What’s it like to be married to you?

In the healing for our marriage that followed the 18 days, a confronting thought came to me.  “What’s it like to be married to me?”

I realized I’d spent all this time prior to the break concerned about Jana’s heart, her character and how she wasn’t meeting my needs, expectations, or frankly, my demands.  I thought, wouldn’t we have a great marriage if she’d just change a little?

Jerk.  I know.  I really operated from that mindset.

Then, I flipped it around.  The question rattled around my head and I started considering my own level of selfishness, the attitudes of my heart, my own issues and what I was bringing to the relationship.  I realized I could only control my own thoughts and actions.  I couldn’t control her.  I realized I needed to work on my own heart and character, and spend more time considering how I could love her well and meet her needs, best I could.
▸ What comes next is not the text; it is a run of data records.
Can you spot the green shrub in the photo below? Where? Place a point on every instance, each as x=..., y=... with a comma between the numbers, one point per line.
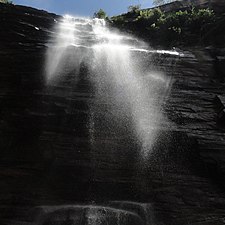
x=134, y=8
x=6, y=1
x=100, y=14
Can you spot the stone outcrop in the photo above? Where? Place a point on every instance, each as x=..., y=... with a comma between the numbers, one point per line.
x=46, y=155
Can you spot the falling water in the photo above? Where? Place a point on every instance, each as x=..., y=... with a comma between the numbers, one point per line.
x=128, y=96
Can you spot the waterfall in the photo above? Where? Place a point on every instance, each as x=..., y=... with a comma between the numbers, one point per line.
x=127, y=94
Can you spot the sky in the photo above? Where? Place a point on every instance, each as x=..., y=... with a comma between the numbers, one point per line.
x=84, y=7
Tim Keller sums this thought up well, in his book, The Meaning of Marriage:

The alternative to this truce-marriage is to determine to see your own selfishness as a fundamental problem and to treat it more seriously than you do your spouse’s.  Why?  Only you have complete access to your own selfishness, and only you have complete responsibility for it.  So each spouse should take the Bible seriously, should make a commitment to “give yourself up.”  You should stop making excuses for selfishness, you should begin to root it out as it’s revealed to you, and you should do so regardless of what your spouse is doing.  If two spouses each say, “I’m going to treat my self-centeredness as the main problem in the marriage,” you have the prospect of a truly great marriage.